At first I was sort of taken aback by this behavior, but now I really enjoy this type of conflict when it happens. And sometimes (although I don't normally admit it) whenever I have food left over on a "no waste day" I even try to time my exit of the cafeteria to when the nutritionist is walking out to clean up the excess trays left by the other students. That way she may see my food that I did not eat and realize that she is powerless in this situation to stop me. She is powerless because of certain freedoms in my life that I not only embrace but choose to freely execute at every chance possible. I am an adult. We are forced to eat all manner of foods we don't want when we are children, and one of the great things about being an adult is that we don't have to do that anymore. The other teachers who follow this barbaric custom and shovel unwanted food down their throats are choosing not to execute some of the basic freedoms that come with adulthood, and sometimes this bothers me. Although it probably happens in every institution in every country in the world. But, in any case, the mindset of Koreans living in the countryside being largely conservative and traditional, I feel it's important for the ladies in the lunch room as well as the other teachers to observe my defiance sometimes. I am in this country not only to teach English, but to teach my culture. And culture has a lot to do with how a language is shaped and how it flows. And being able to choose freely what I will eat or not eat or waste is a part of my culture.

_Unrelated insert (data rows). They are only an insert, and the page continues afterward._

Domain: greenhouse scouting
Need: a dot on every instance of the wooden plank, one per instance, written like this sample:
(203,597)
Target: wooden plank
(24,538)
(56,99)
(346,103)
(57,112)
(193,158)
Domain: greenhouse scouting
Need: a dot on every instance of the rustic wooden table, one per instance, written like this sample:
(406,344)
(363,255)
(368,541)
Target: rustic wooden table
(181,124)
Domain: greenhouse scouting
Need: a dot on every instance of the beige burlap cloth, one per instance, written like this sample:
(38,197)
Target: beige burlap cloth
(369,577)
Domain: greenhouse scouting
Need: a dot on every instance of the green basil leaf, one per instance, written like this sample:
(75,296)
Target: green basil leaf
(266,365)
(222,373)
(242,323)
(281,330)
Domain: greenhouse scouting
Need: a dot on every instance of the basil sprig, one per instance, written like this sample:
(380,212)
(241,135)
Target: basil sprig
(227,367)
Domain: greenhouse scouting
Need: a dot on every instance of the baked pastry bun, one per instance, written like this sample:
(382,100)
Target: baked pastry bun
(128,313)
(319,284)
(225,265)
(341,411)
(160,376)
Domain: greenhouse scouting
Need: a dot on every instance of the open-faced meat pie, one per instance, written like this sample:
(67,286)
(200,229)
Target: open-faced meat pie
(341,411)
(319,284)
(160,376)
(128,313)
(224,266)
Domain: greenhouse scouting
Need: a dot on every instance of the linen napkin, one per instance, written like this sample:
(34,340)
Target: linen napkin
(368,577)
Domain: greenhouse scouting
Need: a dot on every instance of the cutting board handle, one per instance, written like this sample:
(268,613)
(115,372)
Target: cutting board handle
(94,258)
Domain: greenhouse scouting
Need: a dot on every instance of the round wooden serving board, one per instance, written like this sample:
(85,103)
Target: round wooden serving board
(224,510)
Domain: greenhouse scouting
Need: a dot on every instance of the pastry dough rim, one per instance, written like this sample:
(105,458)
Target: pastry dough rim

There is a fine line, somewhere, though. I don't agree with the mindset of wasting freely and openly and excessively just because you can, or just out of apathy. And that would not be the part of my culture that I would want to spread, or give the impression that I am a part of. I guess I just don't want to eat cold snail salad or feel bad about wasting it some days. That's all.

What's also interesting is that Koreans would sooner leave half a steak behind than not finish nearly every grain of rice served to them. I mean rice is what has kept this culture from starving when it was going through hard times, so it's not surprising that they look at it this way. I have heard people in the states who grew up during the depression with poor families behave in similar ways (although they might go for the steak before the rice). In fact, you don't ask someone "How are you?" in Korean, you ask them "Have you eaten rice?" Although to them, the word "rice" is synonymous with meal. So they're actually just asking each other whether they've eaten or not.

2 comments:

Anonymous said...

I call bullshit. While I not only respect and encourage this manner of defiance; the excuse of wasting for the sake of being american is some type of sicko texas type shit. Defy authority because they've over stepped, Defy authority in the name of a just cause, Defy authority for the sake of checks and balances, Defy authority for the sake of preserving defiance. But to do it for 'cultural' reasons is either a classic Blevins stretch at justifying ones actions, or an attempt at appearing republican is crass and you know it.

Let's cause a scene for the sake of causing a scene, teach them that.

.db. said...

Right you are, it was a point poorly expressed. Changed now it is.